48-14 Final for Bama, congrats DAWGs.


----------



## stonecreek (Sep 11, 2021)

Got to rest the varsity a good bit and give the kids some reps. Win all the way around!!!


----------



## mizzippi jb (Sep 11, 2021)

Ruger#3 said:


> 48-14 Final for Bama, congrats DAWGs.


Awesome!


----------



## mrs. hornet22 (Sep 11, 2021)

Why was UGA dawg nekkid?


----------



## ddavis1120 (Sep 11, 2021)

Great win; UAB is no gimme.

Vandagriff looked better than Beck handing the ball off…..just saying.


----------



## Ruger#3 (Sep 11, 2021)

ddavis1120 said:


> Great win; UAB is no gimme.
> 
> Vandagriff looked better than Beck handing the ball off…..just saying.



The DAWGs we’re favored by 22 points.


----------



## ddavis1120 (Sep 11, 2021)

Yea, OSU was favored by more than two TD.  A&M was favored by almost three TDs.  

That‘s why the games are played.


----------



## tcward (Sep 11, 2021)

mrs. hornet22 said:


> Why was UGA dawg nekkid?


He was hawt..


----------



## mrs. hornet22 (Sep 11, 2021)

tcward said:


> He was hawt..


It wasn't even hawt today.
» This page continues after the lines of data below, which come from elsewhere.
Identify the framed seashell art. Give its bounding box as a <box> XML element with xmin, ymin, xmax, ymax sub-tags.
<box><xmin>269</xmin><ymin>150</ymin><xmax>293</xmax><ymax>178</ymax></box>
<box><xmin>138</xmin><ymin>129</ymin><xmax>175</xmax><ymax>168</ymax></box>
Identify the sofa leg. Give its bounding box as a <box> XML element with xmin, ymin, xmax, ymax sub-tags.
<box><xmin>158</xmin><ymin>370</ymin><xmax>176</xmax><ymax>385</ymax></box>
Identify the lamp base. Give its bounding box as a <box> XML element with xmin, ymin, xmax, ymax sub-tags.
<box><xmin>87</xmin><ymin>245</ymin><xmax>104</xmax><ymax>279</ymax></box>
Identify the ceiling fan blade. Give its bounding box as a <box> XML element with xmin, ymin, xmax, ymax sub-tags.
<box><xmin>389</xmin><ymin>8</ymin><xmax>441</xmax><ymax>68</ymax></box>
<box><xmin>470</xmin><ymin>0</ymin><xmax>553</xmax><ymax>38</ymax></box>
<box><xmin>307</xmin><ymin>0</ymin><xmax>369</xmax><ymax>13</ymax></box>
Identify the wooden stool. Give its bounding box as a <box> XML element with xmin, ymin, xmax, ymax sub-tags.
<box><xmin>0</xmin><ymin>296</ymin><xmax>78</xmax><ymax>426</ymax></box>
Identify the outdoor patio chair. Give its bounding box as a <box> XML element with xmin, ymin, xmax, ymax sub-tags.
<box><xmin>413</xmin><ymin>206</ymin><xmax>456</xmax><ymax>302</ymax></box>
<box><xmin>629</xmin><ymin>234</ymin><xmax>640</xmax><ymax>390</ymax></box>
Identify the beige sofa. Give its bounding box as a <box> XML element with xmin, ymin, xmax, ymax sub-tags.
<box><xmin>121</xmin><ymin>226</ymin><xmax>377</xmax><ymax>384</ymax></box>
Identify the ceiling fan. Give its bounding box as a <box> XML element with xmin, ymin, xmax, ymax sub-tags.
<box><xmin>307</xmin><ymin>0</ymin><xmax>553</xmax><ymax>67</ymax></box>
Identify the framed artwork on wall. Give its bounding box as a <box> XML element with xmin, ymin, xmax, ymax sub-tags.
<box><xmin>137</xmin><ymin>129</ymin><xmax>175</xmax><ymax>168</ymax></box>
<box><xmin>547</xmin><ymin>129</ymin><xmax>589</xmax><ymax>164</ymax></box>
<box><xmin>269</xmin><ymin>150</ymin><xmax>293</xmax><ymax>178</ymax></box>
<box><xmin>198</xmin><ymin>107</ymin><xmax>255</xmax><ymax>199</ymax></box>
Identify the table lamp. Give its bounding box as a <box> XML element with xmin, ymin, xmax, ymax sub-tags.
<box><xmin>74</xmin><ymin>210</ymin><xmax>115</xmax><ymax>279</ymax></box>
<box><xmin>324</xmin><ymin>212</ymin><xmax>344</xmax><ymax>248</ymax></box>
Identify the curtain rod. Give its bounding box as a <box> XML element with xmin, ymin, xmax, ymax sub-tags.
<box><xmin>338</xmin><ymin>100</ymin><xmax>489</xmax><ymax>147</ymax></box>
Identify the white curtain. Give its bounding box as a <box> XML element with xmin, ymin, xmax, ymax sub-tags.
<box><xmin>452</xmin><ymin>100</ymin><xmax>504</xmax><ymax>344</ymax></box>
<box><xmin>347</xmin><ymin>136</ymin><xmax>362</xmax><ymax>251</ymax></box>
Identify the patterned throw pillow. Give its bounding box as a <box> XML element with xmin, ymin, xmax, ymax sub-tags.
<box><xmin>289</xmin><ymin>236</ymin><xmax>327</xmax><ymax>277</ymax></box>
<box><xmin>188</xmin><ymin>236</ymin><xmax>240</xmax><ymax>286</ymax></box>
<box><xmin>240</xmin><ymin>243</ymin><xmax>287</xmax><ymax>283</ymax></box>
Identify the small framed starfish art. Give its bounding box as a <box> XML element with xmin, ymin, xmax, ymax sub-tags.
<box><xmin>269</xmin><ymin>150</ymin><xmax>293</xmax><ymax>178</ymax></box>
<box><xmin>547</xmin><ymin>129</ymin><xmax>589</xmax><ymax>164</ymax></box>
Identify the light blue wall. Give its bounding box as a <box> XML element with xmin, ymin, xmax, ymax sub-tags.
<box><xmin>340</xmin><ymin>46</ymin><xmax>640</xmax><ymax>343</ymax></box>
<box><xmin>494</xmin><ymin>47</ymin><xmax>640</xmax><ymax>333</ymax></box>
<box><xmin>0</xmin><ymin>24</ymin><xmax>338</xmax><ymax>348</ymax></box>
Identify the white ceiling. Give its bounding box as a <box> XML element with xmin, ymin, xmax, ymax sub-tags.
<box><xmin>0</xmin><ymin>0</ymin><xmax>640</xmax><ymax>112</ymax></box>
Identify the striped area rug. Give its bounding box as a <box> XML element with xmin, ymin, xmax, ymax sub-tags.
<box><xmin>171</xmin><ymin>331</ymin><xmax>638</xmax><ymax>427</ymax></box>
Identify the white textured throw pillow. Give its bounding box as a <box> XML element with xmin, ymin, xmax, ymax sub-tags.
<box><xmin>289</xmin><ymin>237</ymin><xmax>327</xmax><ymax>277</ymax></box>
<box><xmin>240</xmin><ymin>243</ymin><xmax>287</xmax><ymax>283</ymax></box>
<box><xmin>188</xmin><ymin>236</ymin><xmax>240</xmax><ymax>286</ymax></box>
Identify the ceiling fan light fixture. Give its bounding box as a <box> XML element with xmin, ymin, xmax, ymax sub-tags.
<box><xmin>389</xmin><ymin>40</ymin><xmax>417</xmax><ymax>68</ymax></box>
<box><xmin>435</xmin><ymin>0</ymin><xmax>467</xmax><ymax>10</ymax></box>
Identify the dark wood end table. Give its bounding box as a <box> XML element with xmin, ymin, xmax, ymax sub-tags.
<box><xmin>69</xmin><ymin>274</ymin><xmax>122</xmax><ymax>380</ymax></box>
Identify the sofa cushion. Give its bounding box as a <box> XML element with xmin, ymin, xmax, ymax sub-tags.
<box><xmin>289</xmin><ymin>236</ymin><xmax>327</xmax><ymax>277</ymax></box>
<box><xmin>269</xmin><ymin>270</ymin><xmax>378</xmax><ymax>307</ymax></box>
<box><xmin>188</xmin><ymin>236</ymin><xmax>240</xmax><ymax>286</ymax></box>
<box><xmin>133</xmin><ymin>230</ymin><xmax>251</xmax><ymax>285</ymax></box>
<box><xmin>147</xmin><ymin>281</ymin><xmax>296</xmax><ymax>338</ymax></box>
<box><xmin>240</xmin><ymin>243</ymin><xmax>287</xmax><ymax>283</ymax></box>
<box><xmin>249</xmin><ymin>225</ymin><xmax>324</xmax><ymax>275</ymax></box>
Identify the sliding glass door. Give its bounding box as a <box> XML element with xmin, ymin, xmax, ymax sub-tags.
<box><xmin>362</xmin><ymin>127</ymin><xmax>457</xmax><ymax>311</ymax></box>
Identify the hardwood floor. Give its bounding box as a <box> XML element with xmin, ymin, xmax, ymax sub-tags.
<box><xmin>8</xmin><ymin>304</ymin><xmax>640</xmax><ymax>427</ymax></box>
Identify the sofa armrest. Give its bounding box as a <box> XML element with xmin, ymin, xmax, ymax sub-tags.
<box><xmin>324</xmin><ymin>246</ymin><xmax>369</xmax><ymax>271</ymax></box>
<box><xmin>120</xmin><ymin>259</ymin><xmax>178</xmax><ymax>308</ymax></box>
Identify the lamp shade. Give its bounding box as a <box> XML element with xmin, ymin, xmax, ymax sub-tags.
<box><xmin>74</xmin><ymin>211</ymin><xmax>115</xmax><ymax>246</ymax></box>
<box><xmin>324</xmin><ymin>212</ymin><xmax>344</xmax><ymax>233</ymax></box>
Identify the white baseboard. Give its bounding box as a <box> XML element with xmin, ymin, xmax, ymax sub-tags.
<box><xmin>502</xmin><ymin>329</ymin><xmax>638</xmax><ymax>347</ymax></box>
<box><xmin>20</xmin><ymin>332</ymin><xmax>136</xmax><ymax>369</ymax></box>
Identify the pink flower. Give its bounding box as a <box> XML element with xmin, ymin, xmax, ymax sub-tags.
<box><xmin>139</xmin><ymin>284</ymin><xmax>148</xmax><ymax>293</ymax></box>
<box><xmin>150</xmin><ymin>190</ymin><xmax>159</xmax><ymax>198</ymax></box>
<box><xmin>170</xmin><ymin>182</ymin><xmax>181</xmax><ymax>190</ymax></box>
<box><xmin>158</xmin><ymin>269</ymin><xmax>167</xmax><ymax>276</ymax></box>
Just neva seen it. But yes, he is HAWT!


----------



## Silver Britches (Sep 11, 2021)

mrs. hornet22 said:


> Why was UGA dawg nekkid?


That didn’t look right, did it? I dunno.


----------



## SinclairDAWG71 (Sep 11, 2021)

mrs. hornet22 said:


> Why was UGA dawg nekkid?


No need to dress up for UAB. Lol he was looking good neekid!!


----------



## mrs. hornet22 (Sep 11, 2021)

SinclairDAWG71 said:


> No need to dress up for UAB. Lol he was looking good neekid!!


Yes he was. Just neva seen it.


----------



## Silver Britches (Sep 11, 2021)

SinclairDAWG71 said:


> No need to dress up for UAB. Lol he was looking good neekid!!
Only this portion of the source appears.